AWB Announces Strong Half Yearly Results

Submitted by Craig Strzelecki on 22 May, 2008 - 11:19

AWB posted strong half- yearly results yesterday. It remains solid for two years despite facing consecutive drought years. The net profit after tax for the half year was $48.7 million which showed 96 percent increase from the corresponding year. EBITDA for past six months was up 53 percent to $110.7 million. The bottom line had provision of $26.4 million as a probable liability that may arise due to litigation by Standard Chartered Bank to AWB (USA). Standard Chartered has a long due dispute with AWB (USA) over a commercial promissory note. AWB kept its interim dividend of four cents. At the end of the day trading, AWB shares closed today at one cent lower than yesterday at $3.39.

AWB Chairman Brendan Stewart quoted that rebuilding of the company was showcasing better results. Managing Director Gordon Davis said that all division had recorded profits including the financial division in spite of challenging marketing conditions and increased funding costs.

According to the analysts and market experts, recent rains have helped AWB to be post an interim profit of 88.5 percent. However, the seasonal conditions are still forecasted to be uncertain, thus this profit cannot be taken as a projection of annual performance. Mr Gordon also added that since the rainfall projections for the coming months remain uncertain, it would be difficult to project the results for the second half.
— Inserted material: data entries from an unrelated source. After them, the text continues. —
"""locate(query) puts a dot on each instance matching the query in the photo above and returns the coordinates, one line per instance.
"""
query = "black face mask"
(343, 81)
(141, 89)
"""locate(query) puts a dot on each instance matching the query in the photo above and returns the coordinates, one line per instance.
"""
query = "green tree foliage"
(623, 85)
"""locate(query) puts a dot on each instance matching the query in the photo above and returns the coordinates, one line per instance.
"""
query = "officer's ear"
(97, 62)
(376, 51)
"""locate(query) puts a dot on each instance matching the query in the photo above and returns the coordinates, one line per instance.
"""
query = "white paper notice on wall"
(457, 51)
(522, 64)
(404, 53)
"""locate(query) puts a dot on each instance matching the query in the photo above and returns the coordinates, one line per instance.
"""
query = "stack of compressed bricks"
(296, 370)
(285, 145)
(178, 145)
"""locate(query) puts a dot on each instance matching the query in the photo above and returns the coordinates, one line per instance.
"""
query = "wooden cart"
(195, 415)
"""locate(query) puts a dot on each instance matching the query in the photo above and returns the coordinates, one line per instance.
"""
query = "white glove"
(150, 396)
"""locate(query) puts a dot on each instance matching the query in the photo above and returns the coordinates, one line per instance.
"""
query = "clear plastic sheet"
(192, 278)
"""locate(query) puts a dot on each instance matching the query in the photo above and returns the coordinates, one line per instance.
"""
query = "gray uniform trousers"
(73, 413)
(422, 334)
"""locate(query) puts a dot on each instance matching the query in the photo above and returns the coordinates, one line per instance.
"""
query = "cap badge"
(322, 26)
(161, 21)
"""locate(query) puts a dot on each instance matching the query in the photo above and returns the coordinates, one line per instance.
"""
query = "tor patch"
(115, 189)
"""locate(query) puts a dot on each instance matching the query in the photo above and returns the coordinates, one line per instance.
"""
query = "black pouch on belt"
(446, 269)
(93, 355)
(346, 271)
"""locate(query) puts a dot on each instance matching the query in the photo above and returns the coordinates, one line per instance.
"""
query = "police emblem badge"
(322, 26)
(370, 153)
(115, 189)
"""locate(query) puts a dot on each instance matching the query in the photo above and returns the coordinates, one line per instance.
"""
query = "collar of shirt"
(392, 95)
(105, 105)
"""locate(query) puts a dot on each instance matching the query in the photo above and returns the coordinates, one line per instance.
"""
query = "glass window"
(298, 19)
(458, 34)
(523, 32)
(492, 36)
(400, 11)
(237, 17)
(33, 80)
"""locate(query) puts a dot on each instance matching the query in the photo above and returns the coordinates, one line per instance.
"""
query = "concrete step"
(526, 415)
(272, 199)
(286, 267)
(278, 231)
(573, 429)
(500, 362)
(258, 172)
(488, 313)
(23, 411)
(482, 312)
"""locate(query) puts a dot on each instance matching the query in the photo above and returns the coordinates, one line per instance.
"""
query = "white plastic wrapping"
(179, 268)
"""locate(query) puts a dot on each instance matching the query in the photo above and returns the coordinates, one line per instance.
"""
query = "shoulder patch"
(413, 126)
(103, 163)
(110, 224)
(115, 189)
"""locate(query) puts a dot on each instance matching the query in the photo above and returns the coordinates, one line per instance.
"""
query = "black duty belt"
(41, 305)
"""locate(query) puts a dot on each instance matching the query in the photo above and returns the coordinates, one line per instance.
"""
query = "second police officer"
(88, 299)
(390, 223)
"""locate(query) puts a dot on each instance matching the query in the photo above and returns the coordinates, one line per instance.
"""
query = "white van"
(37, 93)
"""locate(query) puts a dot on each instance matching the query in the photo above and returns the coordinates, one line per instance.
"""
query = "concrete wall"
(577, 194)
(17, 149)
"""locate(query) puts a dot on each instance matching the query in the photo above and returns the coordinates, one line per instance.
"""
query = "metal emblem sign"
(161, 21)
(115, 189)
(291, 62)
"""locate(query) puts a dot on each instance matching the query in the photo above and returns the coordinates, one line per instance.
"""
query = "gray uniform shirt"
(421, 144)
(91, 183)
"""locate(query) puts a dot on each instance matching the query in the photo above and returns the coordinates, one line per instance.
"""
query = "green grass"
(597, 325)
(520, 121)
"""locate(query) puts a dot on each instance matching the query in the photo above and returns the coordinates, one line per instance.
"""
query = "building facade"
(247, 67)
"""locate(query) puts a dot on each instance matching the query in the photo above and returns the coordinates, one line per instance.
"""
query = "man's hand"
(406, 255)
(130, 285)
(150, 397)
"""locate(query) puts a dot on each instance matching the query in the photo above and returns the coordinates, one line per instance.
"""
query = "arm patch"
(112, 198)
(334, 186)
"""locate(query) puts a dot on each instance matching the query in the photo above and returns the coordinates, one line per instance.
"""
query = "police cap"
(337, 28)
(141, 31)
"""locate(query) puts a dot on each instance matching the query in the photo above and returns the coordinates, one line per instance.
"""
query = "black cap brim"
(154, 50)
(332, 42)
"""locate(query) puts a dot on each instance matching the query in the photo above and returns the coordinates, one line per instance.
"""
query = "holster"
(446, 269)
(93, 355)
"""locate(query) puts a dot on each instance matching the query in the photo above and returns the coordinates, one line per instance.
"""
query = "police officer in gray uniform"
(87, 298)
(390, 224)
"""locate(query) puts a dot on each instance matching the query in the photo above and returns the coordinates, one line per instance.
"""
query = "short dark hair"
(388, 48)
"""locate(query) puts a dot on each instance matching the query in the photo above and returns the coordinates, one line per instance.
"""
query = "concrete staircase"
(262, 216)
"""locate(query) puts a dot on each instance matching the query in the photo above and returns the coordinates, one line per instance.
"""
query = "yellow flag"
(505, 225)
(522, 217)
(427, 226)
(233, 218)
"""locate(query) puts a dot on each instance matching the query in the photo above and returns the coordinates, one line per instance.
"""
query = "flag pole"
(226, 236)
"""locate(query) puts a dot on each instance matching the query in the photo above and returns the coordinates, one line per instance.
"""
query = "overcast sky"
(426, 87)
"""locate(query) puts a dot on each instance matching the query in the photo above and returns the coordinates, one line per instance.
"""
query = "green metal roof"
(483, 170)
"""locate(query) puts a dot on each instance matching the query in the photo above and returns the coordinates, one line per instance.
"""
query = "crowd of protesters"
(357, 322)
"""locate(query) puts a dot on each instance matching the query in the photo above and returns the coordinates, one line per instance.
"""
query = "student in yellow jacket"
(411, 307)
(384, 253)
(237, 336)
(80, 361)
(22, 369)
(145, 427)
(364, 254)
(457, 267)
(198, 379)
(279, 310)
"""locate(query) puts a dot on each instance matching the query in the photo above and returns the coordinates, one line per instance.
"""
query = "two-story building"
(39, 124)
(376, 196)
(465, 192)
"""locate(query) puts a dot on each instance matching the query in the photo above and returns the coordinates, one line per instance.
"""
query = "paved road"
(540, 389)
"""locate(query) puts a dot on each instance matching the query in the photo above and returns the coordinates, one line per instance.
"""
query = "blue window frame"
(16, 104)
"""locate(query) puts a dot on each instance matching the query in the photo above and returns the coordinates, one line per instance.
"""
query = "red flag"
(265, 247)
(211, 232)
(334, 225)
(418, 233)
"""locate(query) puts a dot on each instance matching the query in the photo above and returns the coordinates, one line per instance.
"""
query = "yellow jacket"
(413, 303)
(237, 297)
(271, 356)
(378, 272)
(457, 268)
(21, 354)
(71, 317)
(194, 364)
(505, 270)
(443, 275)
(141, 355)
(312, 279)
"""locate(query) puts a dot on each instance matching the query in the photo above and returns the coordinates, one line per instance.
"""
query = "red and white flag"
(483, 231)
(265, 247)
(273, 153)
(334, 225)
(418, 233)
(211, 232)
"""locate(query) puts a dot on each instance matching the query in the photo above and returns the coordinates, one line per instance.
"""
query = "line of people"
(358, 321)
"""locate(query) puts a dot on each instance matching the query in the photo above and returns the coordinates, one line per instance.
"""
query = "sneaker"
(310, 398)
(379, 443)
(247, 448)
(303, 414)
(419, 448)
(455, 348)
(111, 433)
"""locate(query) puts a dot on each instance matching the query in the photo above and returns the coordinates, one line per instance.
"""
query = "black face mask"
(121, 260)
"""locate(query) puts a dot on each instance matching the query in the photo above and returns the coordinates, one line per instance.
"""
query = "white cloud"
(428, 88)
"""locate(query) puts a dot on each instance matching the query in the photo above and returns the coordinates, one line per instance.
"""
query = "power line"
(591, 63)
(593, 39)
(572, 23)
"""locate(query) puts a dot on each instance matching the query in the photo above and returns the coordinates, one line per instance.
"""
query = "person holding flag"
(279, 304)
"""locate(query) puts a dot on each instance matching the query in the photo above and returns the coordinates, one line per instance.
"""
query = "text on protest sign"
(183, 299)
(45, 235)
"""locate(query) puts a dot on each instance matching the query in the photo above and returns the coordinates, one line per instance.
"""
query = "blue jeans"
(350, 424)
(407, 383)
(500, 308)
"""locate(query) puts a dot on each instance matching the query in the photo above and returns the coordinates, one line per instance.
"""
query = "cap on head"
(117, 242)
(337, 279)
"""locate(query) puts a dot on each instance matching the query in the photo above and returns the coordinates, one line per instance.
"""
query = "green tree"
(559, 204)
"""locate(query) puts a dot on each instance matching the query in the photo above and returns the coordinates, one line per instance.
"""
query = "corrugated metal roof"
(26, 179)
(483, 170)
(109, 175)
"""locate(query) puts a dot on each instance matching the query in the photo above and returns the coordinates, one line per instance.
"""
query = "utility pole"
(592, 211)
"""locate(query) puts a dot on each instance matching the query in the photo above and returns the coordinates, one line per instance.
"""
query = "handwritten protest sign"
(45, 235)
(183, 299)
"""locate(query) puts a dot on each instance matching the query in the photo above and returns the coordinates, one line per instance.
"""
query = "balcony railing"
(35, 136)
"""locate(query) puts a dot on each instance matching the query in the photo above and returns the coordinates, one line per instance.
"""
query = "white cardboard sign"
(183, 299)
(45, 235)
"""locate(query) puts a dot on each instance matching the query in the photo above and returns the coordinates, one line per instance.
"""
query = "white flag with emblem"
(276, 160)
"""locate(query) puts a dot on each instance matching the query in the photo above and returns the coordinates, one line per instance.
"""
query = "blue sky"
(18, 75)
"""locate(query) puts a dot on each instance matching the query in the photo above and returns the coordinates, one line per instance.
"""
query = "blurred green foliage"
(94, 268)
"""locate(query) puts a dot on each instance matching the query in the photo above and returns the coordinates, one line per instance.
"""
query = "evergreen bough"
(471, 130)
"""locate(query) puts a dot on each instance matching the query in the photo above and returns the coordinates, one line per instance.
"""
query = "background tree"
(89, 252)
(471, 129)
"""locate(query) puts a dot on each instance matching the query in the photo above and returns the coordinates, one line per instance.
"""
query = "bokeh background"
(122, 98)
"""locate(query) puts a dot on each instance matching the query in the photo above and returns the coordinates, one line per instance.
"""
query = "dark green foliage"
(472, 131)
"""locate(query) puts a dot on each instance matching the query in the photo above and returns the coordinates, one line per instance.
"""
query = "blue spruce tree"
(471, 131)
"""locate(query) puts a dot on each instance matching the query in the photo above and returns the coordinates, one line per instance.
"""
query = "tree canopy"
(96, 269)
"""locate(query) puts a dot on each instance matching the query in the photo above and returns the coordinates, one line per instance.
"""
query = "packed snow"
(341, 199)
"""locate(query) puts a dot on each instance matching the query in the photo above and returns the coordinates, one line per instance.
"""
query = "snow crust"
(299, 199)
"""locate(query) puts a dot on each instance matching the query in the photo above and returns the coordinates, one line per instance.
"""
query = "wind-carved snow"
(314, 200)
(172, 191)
AWB would be working in a deregulated environment from July when the export marketing arrangements would be in place. The Federal Government would be dismantling the single desk wheat export arrangement which made AWB to hold monopoly over the market.

AWB shall also hold an unusual meeting of its share holders on August 21 to vote on abolishing grower control of the company. The company aims to place more hold on shareholders which would enable the company to gain more flexibility in the deregulated market. In order to get the proposal changed, at least 75% of the growers must vote in favour of the proposed change. It had already failed at its first attempt in February earlier this year.